Among the visitors to Washington early in 1834 was Charles Sumner, then a tall, slim, ungainly young man, twenty-three years of age, who was a student at law in Boston, but not admitted to practice. He was introduced by his friend, Mr. Justice Story, to Chief Justice Marshall and Justices Thompson, Duval, and McLean, and was invited to dine with them. It is not known whether Justice Story told him —as he told Edmund Quincy—that the Court was so aesthetic that they denied themselves wine, except in wet weather. "But," added the commentator on the Constitution, "what I say about wine, sir, gives you our rule, but it does sometimes happen that the Chief Justice will say to me, when the cloth is removed, 'Brother Story, step to the window and see if it does not look like rain.' If I tell him that the sun is shining, Judge Marshall will reply: 'All the better, for our jurisdiction extends over so large a territory that the doctrine of chances makes it certain that it must be raining somewhere, and it will be safe to take something.'"

Mr. Sumner used to attend the sittings of the Supreme Court, which were commenced at eleven and generally lasted until half-past three.
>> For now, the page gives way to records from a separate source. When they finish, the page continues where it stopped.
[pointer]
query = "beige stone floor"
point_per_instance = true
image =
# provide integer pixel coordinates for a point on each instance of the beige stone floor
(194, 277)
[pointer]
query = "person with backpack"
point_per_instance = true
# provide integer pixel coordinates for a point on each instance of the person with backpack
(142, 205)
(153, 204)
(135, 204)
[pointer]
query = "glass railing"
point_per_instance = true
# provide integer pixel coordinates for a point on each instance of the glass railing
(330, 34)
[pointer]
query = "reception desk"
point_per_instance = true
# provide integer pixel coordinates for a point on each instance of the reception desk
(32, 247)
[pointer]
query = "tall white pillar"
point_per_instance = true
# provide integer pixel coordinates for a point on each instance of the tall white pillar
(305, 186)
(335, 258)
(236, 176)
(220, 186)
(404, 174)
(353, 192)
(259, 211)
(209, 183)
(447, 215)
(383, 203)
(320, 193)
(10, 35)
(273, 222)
The Senate and House of Representatives met at noon and continued in session until four and sometimes five o'clock. The Senate generally adjourned over from Thursday until Monday, and the House rarely sat on Saturday.

Among those with whom young Sumner became acquainted at Washington was Dr. Francis Lieber, a well-educated German, who had fought at Waterloo. He was for more than twenty years a professor in the University of South Carolina, vouched for as "sound on the slavery question," but he afterward became a bitter opponent of the South and of its "peculiar institution." He was a prolific contributor to the press, and he never hesitated about enlisting the services of friends and acquaintances when they could produce materials for his use.

[Facsimile]
A. Stevenson
ANDREW STEVENSON was born in Culpepper County, Virginia, in 1784;
was a Representative from Virginia in Congress, 1823-1834; was
Minister to Great Britain, 1836-1841; died in Albemarle County,
Virginia, January 25th, 1857.

CHAPTER XIII. JACKSON'S LAST YEAR IN THE WHITE HOUSE.
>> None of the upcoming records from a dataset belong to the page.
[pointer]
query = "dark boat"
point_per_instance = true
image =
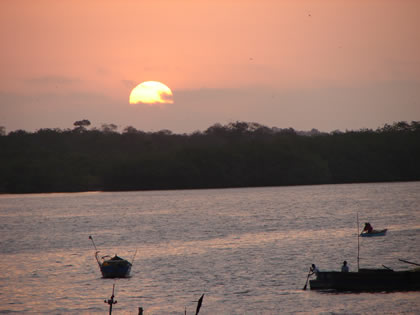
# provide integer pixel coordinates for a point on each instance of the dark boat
(367, 280)
(112, 267)
(374, 233)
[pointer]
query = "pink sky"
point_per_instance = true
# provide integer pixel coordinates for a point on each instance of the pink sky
(325, 64)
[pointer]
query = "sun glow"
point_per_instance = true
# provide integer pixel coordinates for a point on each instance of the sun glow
(151, 93)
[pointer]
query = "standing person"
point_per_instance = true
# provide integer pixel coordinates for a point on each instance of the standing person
(345, 267)
(368, 228)
(314, 270)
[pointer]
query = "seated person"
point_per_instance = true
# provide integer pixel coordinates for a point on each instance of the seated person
(345, 267)
(368, 228)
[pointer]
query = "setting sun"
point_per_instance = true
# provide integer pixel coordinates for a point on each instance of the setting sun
(152, 93)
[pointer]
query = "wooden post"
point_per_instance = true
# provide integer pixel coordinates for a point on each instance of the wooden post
(358, 244)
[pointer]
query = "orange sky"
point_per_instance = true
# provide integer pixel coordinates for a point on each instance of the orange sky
(325, 64)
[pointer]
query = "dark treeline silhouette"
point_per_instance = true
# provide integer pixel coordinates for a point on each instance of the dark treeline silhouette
(238, 154)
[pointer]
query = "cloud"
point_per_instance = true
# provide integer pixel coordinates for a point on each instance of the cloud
(52, 80)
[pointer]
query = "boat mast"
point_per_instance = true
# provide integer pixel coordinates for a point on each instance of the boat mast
(358, 245)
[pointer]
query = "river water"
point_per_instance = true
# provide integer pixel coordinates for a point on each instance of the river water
(248, 250)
Mr. Van Buren, like his predecessor, Mr. Calhoun, suffered mental martyrdom while presiding over the Senate as Vice-President. His manner was bland, as he thumped with his mallet when the galleries were out of order, or declared that "The ayes have it," or, "The memorial is referred." He received his fusillade of snubs and sneers as the ghost of Chreusa received the embraces of AEneas—he heeded them not. He leaned back his head, threw one leg upon the other, and sat as if he were a pleasant sculptured image, destined for that niche of his life.

Henry Clay, then in his prime, was the champion of the United States Bank in the Senate. One day in debate he broke out in the most violent appeal to Martin Van Buren, then presiding in the Senate, to go to the President and represent to him the actual condition of the country. "Tell him," said Clay, "that in a single city more than sixty bankruptcies, involving a loss of upward of fifteen millions of dollars, have occurred. Tell him of the alarming decline in the value of all property. Tell him of the tears of helpless widows, no longer able to earn their bread, and of unclad and unfed orphans who have been driven by his policy out of the busy pursuits in which but yesterday they were gaining an honest livelihood."
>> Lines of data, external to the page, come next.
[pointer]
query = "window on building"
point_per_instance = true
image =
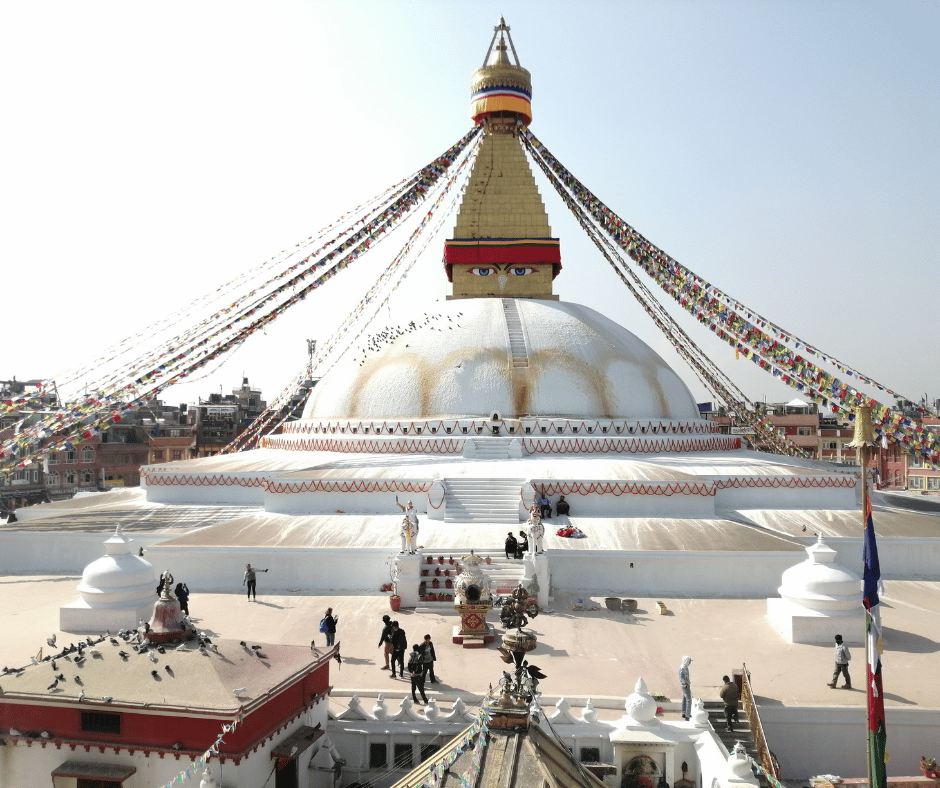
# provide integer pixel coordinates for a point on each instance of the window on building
(590, 755)
(378, 755)
(101, 722)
The centennial birthday of George Washington was duly honored in the city which he had founded and which bore his name. Divine services were performed at the Capitol, and there was a dinner at Brown's Hotel, at which Daniel Webster prefaced the first toast in honor of the Father of his Country by an eloquent speech of an hour in length. In the evening there were two public balls—"one for the gentry at Carusi's saloon, and the other for mechanics and tradesmen at the Masonic Temple."

Congress had proposed to pay signal homage to the memory of Washington on the centennial anniversary of his birth by removing his remains to the crypt beneath the dome of the Capitol. Mr. Custis, the grandson of Mrs. Washington, had given his assent, but John A. Washington, then the owner of Mount Vernon, declined to permit the removal of the remains.